The truth is, you do not have to have a specific target when you cast a net for a job. I like to bring in the best candidates and, if the net is cast wide enough, that should also include a diverse pool of lawyers. This is what I have done and, in my department, we have a mix of age groups, ethnicities and backgrounds.

The go-getter

In the legal profession, I believe all women face a certain level of gender discrimination when entering the workforce. Women are generally viewed as weaker and not aggressive enough. Their skills and abilities are constantly questioned. Even though this is unfair, it is the reality that women in the legal profession have to face.

However, when it comes to women of color in the legal profession, discrimination becomes twofold. Not only are women of color faced with gender bias, they are also faced with racial bias associated with the diverse backgrounds they represent.

We have all heard of the ‘angry black woman’ trope. The perception that women of color can be ‘too aggressive’ when choosing to be assertive is very unfortunate. When a majority male is in the same situation, their aggressive attitude is considered an asset, and that person is perceived as ‘a go-getter’.

What navigating this stereotype means for women of color is that unless you are working with a team of colleagues who are progressive and forward thinking, you have to be aware of this perception.

For example, when I was in private practice, I was setting my materials down in a conference room filled with white men. This was fine and not a problem, I was ready to do my job. But as I entered, one of the white gentlemen asked me to get some coffee.

I said: ‘Absolutely, I will call my assistant to get us some coffee. Would you like her to bring anything additional, such as creamers or tea? We can have her come in and do that for us, while we get down to business.’

My hope for the future is that people will think twice before making an assumption.

Moving up the ranks

The way I have managed to overcome the barriers faced by women of color in the legal profession has been by having purposeful conversations and building meaningful relationships. Having authentic conversations with colleagues is so important. Once things become personal and you share stories about your kids and family, it is very easy to build purposeful connections.

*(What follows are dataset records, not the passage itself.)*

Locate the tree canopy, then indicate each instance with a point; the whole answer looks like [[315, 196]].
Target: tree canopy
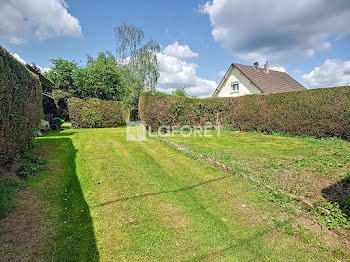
[[120, 77]]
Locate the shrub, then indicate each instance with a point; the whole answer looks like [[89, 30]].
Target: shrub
[[20, 105], [94, 112], [61, 98], [316, 112]]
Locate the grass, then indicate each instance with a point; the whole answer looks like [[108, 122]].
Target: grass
[[109, 199], [8, 189], [316, 169]]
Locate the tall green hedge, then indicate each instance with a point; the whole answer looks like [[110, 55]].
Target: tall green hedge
[[317, 112], [20, 105], [94, 112]]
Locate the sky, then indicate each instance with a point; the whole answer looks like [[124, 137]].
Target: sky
[[309, 39]]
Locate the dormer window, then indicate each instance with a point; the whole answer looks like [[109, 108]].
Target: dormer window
[[235, 87]]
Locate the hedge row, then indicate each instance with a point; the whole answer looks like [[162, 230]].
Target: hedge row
[[20, 105], [94, 112], [317, 112]]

In fact, I believe building meaningful relationships is more important than having a mentor or networking. The terms ‘mentoring’ and ‘networking’ are a little too casual. What is better than a mentor is being able to build a relationship with someone who is willing to invest in your upward mobility.

It is beneficial to take the time to get to know people on a personal level. Individuals are more willing to invest in your career progression if they feel connected to you.

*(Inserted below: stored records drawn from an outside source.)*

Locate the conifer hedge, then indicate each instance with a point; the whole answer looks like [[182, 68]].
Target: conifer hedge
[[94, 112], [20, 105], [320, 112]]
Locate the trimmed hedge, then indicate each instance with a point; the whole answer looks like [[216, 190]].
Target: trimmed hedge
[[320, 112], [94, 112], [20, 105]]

In law firms, when a partner really wants to invest in an associate, there will be invitations to dinner, invitations to play golf and invitations to parties. Once you break bread with someone and talk about your children, pets and life, people open up and become engaged.

The same thing is true in the corporate environment. It is beneficial to take the time to get to know people on a personal level. Individuals are more willing to invest in your career progression if they feel connected to you. I tell all my young associates to be their authentic selves at work. It is the only way to truly succeed and progress your career.

You can be replaced

Also, it is really imperative for young associates to understand that expectations need to be managed. This might be a bit controversial, but having a job is a privilege and there should be no expectation that ‘this job should be mine’. This job is only mine because I do it well and I am happy to have it. Just like anything else, this job can be lost.

While I think my talents are appreciated, none of what we do in any field is rocket science and I am easily replaceable.

I do believe that people of color, and people in majority firms and corporations, need to learn a bit of flexibility. Change is difficult, but holding the view that we should run operations a certain way because ‘that is how we have always done it’ is unproductive. It is also a very inflexible way of doing business. If attorneys and business professionals open themselves up, they may find a better way of doing business, which may also be more inclusive.